Женщина сдержанно улыбнулась:
— Вы, наверное... откуда-то приехали?
— Да. Я старый Нинин знакомый,— с достоинством произнес Юстас, пылая как огонь.
— Неужели? Пожалуйста, заходите, Нина должна скоро прийти.
— Лучше во дворе обожду, на чистом воздухе...— почти простонал Юстас и, нахмурив брови, несколько
раз совсем без нужды, выразительно посмотрел на часы.
— Пожалуйста,— женщина никак не могла сдержать улыбки.— Во дворе есть скамейка.
— Я заметил,— осипшим голосом ответил Юстас и не спеша спустился по лестнице.
Выйдя на улицу, ощутил, что воротничок рубашки мокрый от пота и прилип к шее. Он расстегнул две верхние пуговицы, однако на скамейку возле песочницы так и не сел — слишком много окон уставилось на него. Засунув руки в карманы, в распахнутом пиджаке, изображая независимого мужчину, Юстас миновал двор, вышел на улицу и стал прогуливаться по тротуару.

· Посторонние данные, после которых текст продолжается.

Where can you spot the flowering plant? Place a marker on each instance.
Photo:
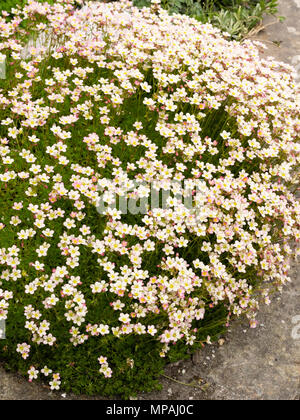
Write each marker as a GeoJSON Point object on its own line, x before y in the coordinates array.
{"type": "Point", "coordinates": [114, 104]}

Было уже за полдень, но солнце жарило с яростью. Придорожная пыль и собачья ромашка, растущая возле самого асфальта, пахли пакляной веревкой. Неожиданно возникла мысль, что эта поездка к Нине первая и последняя, что ехал сюда проститься с нею на все времена. Такое прощание необходимо, иначе как будто оставалось между ними что-то незавершенное, страх перед самим собой. Юстаса охватила печаль и больше уже не приводила в замешательство та светловолосая женщина с живыми глазами — конечно же Нинина мать! — он даже слегка наслаждался болью, возникшей от понимания утраты, и время бежало быстро, ничуть его не изнуряя. Он уже не ломал головы над тем, что и как скажет Нине при встрече, чувствовал, что нужные слова придут сами.
Наконец вдалеке, в конце улицы, он заметил спешащую девочку и, хотя еще не мог рассмотреть лица, по желтоватым волосам и походке определил, что это Нина. Юстас неторопливо двинулся в ее сторону, и, когда оставалось каких-нибудь десять шагов, оба остановились как вкопанные. По лицу Нины пробежали удивление, смятение, радость, наконец она приблизилась, протянула руку.
— Ну, ты и молодец,— сказала она и покачала головой, словно все еще не веря, что это Юстас.— Не думала, что...
Юстас упивался Нининым голосом; утратив ребячью звонкость, которая врезалась в память, он стал более глубоким, с незнакомыми бархатистыми переливами. Сказав все это, Нина рассмеялась, и Юстас стыдливо
отвел взгляд от трепещущей под цветастым платьем, не по возрасту высокой груди. В глубине души он радовался, что Нинино лицо сохранило ту же бросающуюся в глаза ясность, что ее черты такие же нежные, чутко реагирующие на каждую перемену в настроении, и все же ее красота Юстаса страшила и ранила. Он так и сказал:
— Какая ты красивая, Нина, даже страшно на тебя смотреть.
Она зарделась, поправила плечики у платья.
— А ты был красивей. Когда прекратишь тянуться?
Юстас виновато развел руками, спросил:
— Ты рада, что приехал?
— Еще не знаю,— откровенно призналась Нина.
— Я три года ждал этого дня. Почему ты не писала?
— Не получалось. Ты писал мне такие умные, красивые письма, а я писала и рвала, потому что казалась себе последней дурой.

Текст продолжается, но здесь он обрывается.